Payment Methods Blueprint
Saved payment methods with card tokenization, add/remove/set default, Luhn validation, expiry monitoring, and digital wallet support.
| Feature | payment-methods |
| Category | Payment |
| Version | 1.0.0 |
| Tags | payment-methods, tokenization, pci-dss, cards, wallets, apple-pay, google-pay |
| YAML Source | View on GitHub |
| JSON API | payment-methods.json |
Fields
| Name | Type | Required | Label | Description |
|---|---|---|---|---|
method_id | text | Yes | Payment Method ID | Validations: pattern |
customer_id | text | Yes | Customer ID | |
type | select | Yes | Payment Method Type | |
last_four | text | Yes | Last Four Digits | Validations: pattern |
brand | select | No | Card Brand | |
exp_month | number | No | Expiration Month | Validations: min, max |
exp_year | number | No | Expiration Year | Validations: min |
is_default | boolean | Yes | Default Payment Method | |
billing_address | json | No | Billing Address | |
token | token | Yes | Payment Provider Token | |
wallet_type | select | No | Wallet Type | |
fingerprint | text | No | Card Fingerprint | |
status | select | Yes | Method Status |
Rules
- never_store_raw_card_data:
- description: Raw card numbers (PAN), CVV, and magnetic stripe data must never be stored, logged, or transmitted through the application. All card data is tokenized by the payment provider before reaching the server. PCI DSS Level 1 compliance required.
- luhn_check:
- description: Card numbers are validated client-side using the Luhn algorithm before submission to the payment provider for tokenization.

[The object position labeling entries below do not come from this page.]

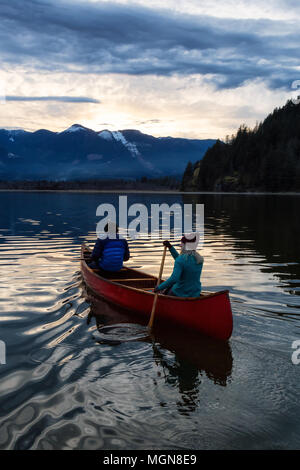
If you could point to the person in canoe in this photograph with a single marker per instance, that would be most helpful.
(185, 279)
(110, 252)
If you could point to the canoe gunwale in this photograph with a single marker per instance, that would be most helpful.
(148, 276)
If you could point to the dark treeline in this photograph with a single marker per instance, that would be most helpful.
(266, 158)
(144, 183)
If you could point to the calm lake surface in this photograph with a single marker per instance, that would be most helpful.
(80, 375)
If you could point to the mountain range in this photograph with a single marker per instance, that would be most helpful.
(82, 153)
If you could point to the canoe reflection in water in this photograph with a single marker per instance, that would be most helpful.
(182, 357)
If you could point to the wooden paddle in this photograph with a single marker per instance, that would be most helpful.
(156, 295)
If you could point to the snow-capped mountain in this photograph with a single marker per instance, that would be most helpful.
(81, 153)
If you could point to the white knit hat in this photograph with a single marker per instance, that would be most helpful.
(194, 238)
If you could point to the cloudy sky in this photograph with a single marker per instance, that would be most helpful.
(191, 68)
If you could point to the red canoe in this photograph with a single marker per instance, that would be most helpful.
(131, 289)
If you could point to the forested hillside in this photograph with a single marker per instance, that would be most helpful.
(266, 158)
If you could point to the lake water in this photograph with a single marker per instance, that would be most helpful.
(80, 375)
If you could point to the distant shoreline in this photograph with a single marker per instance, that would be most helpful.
(140, 191)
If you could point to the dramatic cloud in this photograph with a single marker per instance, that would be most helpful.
(63, 99)
(135, 40)
(185, 68)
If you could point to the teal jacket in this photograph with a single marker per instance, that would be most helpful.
(185, 279)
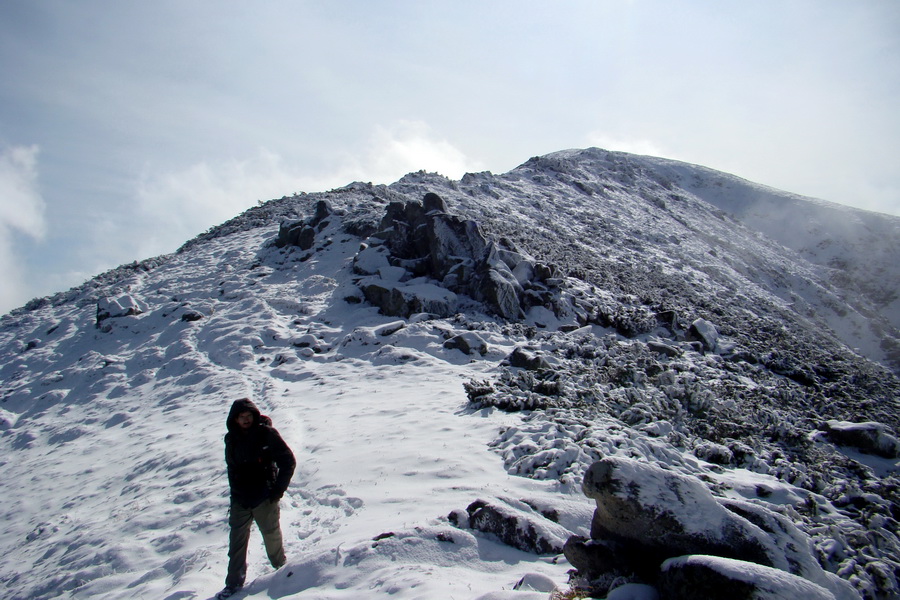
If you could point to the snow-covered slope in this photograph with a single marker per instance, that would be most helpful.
(111, 464)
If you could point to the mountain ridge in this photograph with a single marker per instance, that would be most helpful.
(142, 358)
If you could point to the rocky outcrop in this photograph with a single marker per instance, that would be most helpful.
(515, 524)
(303, 233)
(717, 578)
(422, 244)
(647, 515)
(869, 438)
(120, 306)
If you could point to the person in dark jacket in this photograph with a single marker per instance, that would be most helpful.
(260, 466)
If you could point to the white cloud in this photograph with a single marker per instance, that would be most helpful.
(625, 144)
(175, 206)
(21, 210)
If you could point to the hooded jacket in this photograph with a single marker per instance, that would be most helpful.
(260, 465)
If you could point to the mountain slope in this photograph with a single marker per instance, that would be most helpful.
(112, 426)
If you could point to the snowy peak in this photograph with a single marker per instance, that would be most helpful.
(626, 313)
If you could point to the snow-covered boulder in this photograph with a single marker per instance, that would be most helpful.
(119, 306)
(869, 438)
(518, 525)
(467, 343)
(717, 578)
(399, 300)
(646, 515)
(706, 333)
(303, 233)
(424, 241)
(652, 514)
(523, 358)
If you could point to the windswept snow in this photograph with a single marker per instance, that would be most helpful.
(111, 422)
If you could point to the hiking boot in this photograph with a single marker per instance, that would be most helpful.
(228, 591)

- one_default_per_customer:
- description: Each customer may have exactly one default payment method. Setting a new default automatically unsets the previous one.
- duplicate_detection:
- description: Duplicate cards are detected using the card fingerprint (hash of card number). Adding a card with the same fingerprint is rejected.
- expiry_monitoring:
- description: Cards expiring within 30 days trigger a notification to the customer. Expired cards are marked with status “expired” and cannot be used for new charges.
- secure_deletion:
- description: Removing a payment method revokes the token with the payment provider and deletes the local record. Token revocation is confirmed before local deletion.
- wallet_verification:
- description: Digital wallet payment methods (Apple Pay, Google Pay) are verified through the wallet provider’s authentication flow. Device-specific tokens are used for charges.
- max_payment_methods:
- description: A customer may store a maximum of 10 payment methods. Attempting to add beyond this limit returns an error.
Outcomes
Payment_method_added (Priority: 1) — Error: PAYMENT_METHOD_INVALID_CARD
Given:
- customer submits card details via secure form
- card passes Luhn validation
- payment provider returns a valid token
- card fingerprint is not a duplicate
Then:
- create_record target:
payment_method— Payment method stored with token, last four, brand, and expiry - set_field target:
is_defaultvalue:truewhen:existing_method_count == 0 - emit_event event:
payment_method.added
Result: Payment method tokenized and saved securely
Duplicate_card (Priority: 1) — Error: PAYMENT_METHOD_DUPLICATE
Given:
- customer adds a card
- card fingerprint matches an existing active payment method
Then:
- notify — Inform customer this card is already on file
Result: Duplicate card rejected
Wallet_added (Priority: 2)
Given:
- customer initiates wallet setup (Apple Pay, Google Pay)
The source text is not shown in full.